After repeatedly invoking the specter of the Great Depression to frighten the public into supporting the “stimulus” bill, the Obama administration has moderated its rhetoric. Professor Mark J. Perry of the University of Michigan offers statistics to show just how inappropriate it is to even talk about comparisons with the Depression:
The chart above shows the “initial jobless claims as a percent of the labor force” back to January 1980. To reach the same level as the peak in 1982 of 0.6067%, today’s jobless claims would have to be almost 936,000, or almost 50% higher than the current 628,000.

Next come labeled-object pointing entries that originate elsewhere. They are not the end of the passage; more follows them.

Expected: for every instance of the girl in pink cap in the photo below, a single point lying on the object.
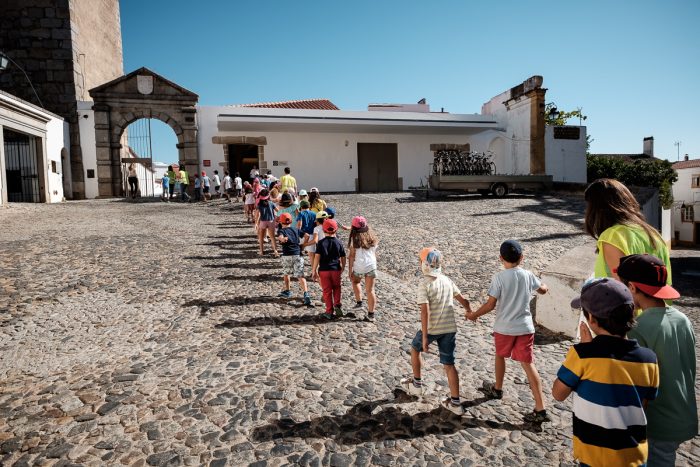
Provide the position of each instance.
(362, 262)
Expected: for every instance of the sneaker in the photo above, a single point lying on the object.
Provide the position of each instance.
(489, 390)
(285, 294)
(410, 388)
(536, 417)
(456, 409)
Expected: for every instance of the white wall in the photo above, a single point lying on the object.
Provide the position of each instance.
(88, 146)
(323, 159)
(683, 193)
(565, 159)
(55, 142)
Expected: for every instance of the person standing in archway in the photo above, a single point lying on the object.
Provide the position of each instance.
(133, 181)
(288, 182)
(184, 183)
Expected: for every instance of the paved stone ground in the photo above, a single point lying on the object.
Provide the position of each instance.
(149, 334)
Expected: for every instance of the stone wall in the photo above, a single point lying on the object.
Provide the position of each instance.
(65, 47)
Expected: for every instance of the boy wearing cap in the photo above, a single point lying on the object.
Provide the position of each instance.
(436, 295)
(673, 416)
(328, 266)
(292, 261)
(514, 330)
(612, 379)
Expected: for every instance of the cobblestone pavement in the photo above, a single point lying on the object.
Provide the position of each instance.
(150, 334)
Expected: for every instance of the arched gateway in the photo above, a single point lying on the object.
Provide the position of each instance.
(140, 94)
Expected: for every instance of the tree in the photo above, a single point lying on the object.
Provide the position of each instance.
(655, 173)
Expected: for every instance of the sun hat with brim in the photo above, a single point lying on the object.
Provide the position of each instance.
(601, 296)
(330, 226)
(648, 273)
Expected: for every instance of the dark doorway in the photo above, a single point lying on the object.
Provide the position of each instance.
(21, 168)
(242, 158)
(378, 166)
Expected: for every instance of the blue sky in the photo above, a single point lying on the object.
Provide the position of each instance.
(632, 66)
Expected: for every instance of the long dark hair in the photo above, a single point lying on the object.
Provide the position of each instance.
(608, 203)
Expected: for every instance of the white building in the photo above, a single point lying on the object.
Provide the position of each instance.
(33, 145)
(686, 196)
(389, 146)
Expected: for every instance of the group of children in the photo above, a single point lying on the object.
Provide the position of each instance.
(633, 383)
(306, 226)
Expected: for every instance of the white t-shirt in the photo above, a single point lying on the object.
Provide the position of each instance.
(365, 260)
(513, 290)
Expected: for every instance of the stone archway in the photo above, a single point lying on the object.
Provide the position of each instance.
(140, 94)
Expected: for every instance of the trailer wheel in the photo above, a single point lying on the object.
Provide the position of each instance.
(499, 190)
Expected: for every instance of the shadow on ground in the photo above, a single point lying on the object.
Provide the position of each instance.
(361, 424)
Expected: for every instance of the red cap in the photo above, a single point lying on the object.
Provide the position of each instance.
(329, 225)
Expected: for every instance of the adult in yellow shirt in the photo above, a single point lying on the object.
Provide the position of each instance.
(288, 182)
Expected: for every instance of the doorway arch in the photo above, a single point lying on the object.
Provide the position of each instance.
(140, 94)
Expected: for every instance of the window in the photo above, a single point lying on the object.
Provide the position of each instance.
(687, 214)
(695, 181)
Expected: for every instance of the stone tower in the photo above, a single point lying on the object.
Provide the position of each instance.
(66, 47)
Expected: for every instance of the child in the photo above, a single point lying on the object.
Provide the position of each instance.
(514, 331)
(166, 187)
(328, 265)
(197, 188)
(363, 263)
(306, 221)
(673, 417)
(292, 261)
(238, 186)
(206, 184)
(286, 205)
(612, 379)
(266, 222)
(435, 297)
(249, 203)
(217, 184)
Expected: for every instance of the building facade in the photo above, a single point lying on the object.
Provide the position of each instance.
(66, 48)
(686, 196)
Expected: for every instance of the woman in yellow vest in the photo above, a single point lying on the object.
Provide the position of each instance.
(614, 219)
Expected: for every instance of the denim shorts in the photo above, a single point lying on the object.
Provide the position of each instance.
(446, 345)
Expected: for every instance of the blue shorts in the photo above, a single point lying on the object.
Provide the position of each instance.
(446, 345)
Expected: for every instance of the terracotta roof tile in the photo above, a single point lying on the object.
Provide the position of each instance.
(687, 164)
(309, 104)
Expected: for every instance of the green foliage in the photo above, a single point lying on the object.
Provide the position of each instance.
(562, 117)
(644, 173)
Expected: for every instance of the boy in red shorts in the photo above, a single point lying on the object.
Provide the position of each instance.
(514, 331)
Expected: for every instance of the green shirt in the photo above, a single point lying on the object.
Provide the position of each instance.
(631, 240)
(673, 416)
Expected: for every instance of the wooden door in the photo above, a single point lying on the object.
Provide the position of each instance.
(378, 166)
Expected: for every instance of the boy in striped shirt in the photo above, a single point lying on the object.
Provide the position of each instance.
(437, 315)
(612, 379)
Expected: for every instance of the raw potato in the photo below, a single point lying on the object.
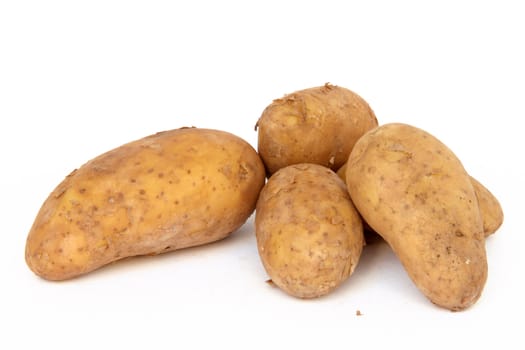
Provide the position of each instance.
(309, 234)
(414, 192)
(168, 191)
(318, 125)
(491, 211)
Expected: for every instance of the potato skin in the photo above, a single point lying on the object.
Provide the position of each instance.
(491, 211)
(414, 192)
(167, 191)
(317, 125)
(489, 206)
(309, 234)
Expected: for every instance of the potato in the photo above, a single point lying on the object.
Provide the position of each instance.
(309, 234)
(490, 209)
(167, 191)
(318, 125)
(414, 192)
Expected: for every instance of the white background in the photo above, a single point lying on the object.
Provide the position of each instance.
(78, 78)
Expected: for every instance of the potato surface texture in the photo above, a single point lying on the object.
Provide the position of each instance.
(491, 211)
(414, 192)
(175, 189)
(309, 234)
(318, 125)
(489, 206)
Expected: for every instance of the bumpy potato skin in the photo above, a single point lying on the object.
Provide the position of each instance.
(414, 192)
(489, 206)
(318, 125)
(168, 191)
(309, 234)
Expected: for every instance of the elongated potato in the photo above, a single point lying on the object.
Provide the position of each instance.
(318, 125)
(489, 206)
(168, 191)
(491, 211)
(309, 234)
(414, 192)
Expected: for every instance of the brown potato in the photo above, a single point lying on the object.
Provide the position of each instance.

So how about we first get hysterical for awhile about the “worst economy since 1982” before we go totally hyperbolic about the “worst economy since the Great Depression.” Once we reach the 936,000 jobless claims it would take to equal the economic conditions of 1982, then let’s start talking about Great Depression II, but not before.
You might think, as I did, that initial unemployment claims is the wrong measure to use. Initial claims measures the velocity of the downturn, but surely total unemployment is a better measure of the full extent of the downturn. So I went looking for that data, and found that the most recent total unemployment rate of 8.1% is still well below the 9.7% rate of 1982. (Unemployment reached 25% at the peak of the Great Depression.)
Although we’re nowhere near a depression, the current recession probably has not hit bottom. In an interview televised yesterday, Fed Chairman Ben Bernanke said unemployment is likely to get worse before it gets better, but that he expects the recession to end “probably this year.”